Thursday, April 24, 2025

On The Epistemology Of Memory

The accuracy of a person's memory might seem obvious to them to the point they believe in it, unless they forsake assumptions.  Oh, the capacity for memory and individual recollections can be known to exist within your mind due to rationalistic introspection.  This much is absolutely certain for whoever makes no assumptions and looks to reason.  Having a memory--even a highly vivid one--just does not mean the event recalled really happened or happened in the exact way remembered.  Likewise, not remembering something does not mean it did not happen.  And someone with a murky memory can still know with absolute certainty that they do or do not recall a particular thing.

Ironic it is that one must still rely on memory to remember that one's memory is faulty, which then would left to itself logically undermine the basis of believing that a given memory of the past is accurate.  It is really the direct experience in the moments of haziness that logically necessitates that one's memory is flawed as far as easy recollection is concerned; while the objects of memories or sensory perceptions might not be what our perceptions suggest, at least the mental experience could only exist whenever it is experienced, even the perception of a poorly working memory.  Turning to other minds is of no epistemological deliverance by itself beyond the fallible, uncertain kind, for how can one know by asking and hearing from other people if their own memory is accurate or if they are intentionally trying to deceive?  As always, logical proof grounds knowledge one way or another and not passive experience, including that of memories that are ultimately beyond our control as to whether we can retain them or not.

One can thankfully know something beyond whether one has a given memory or not (and the logical facts about how it is possible for memory to be accurate or inaccurate despite which is the case being unprovable).  If one's memory was so distorted or inactive that one could not recall anything outside of one's immediate focus in the present moment, then one would be confused or surprised by almost everything in one's thoughts and sensory experiences.  Remember (I use this word sarcastically), memory is crucial to moment-to-moment functioning.  The qualifying truth here is that the sensory perceptions one's memories align with in order to result in a lack of immediate disorientation might themselves be illusory, which would mean that your memory might nonetheless only correspond to the interior of your mind rather than to external events and environments in a physical world.

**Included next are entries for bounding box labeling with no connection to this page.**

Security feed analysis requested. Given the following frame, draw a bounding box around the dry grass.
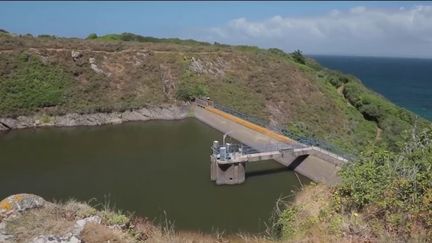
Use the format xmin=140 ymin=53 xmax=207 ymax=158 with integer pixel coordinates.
xmin=80 ymin=223 xmax=134 ymax=243
xmin=6 ymin=206 xmax=74 ymax=242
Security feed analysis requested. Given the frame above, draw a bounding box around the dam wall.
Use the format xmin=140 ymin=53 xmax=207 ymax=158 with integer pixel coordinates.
xmin=193 ymin=106 xmax=340 ymax=185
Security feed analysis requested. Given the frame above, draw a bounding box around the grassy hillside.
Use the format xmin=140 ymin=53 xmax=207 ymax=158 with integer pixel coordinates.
xmin=0 ymin=33 xmax=424 ymax=153
xmin=274 ymin=127 xmax=432 ymax=242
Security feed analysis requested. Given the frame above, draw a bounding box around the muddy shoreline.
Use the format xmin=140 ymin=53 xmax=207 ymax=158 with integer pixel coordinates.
xmin=0 ymin=103 xmax=192 ymax=132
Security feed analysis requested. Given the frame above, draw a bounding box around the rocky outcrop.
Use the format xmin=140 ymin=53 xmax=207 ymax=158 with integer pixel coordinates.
xmin=0 ymin=103 xmax=190 ymax=131
xmin=32 ymin=216 xmax=102 ymax=243
xmin=0 ymin=193 xmax=46 ymax=218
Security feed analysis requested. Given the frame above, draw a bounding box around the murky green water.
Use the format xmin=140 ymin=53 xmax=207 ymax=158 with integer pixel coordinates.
xmin=0 ymin=119 xmax=308 ymax=232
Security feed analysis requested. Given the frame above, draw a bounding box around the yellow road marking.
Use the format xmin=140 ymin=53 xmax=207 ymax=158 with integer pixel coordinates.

In an age physically dominated by technology and ideologically dominated by the errors of sensory empiricism, it might not be difficult to find someone who would claim when pressed that you can know what happened in the past through the likes of audio or video recordings.  Though the metaphysics and epistemology of memory are inevitably a matter of strict logical necessity one way or another rather than something dependent upon external, potentially misleading evidences, this is the route some might go if pushed.  The folly of this is plain to anyone who recognizes the non sequiturs a person must hold to if they believe that, say, recorder playback must be accurate.  Technology only adds more epistemological layers rather than eliminating the basis for legitimate doubt!  Someone can assume otherwise, but they cannot know.

Technology still provides strong evidences that an event one might not remember or remember in a certain way really did occur.  But recordings are mere evidences that fall spectacularly short of logical proof.  What exactly has and has not happened in the past is all the same not a verifiable matter, not with human limitations.  Neither personal memory nor the testimony of others nor written documentation nor recording technology can truly establish what particular events have happened.  Memory and memories exist, a memory can only be either accurate or inaccurate, and which of these possibilities is true cannot be demonstrated.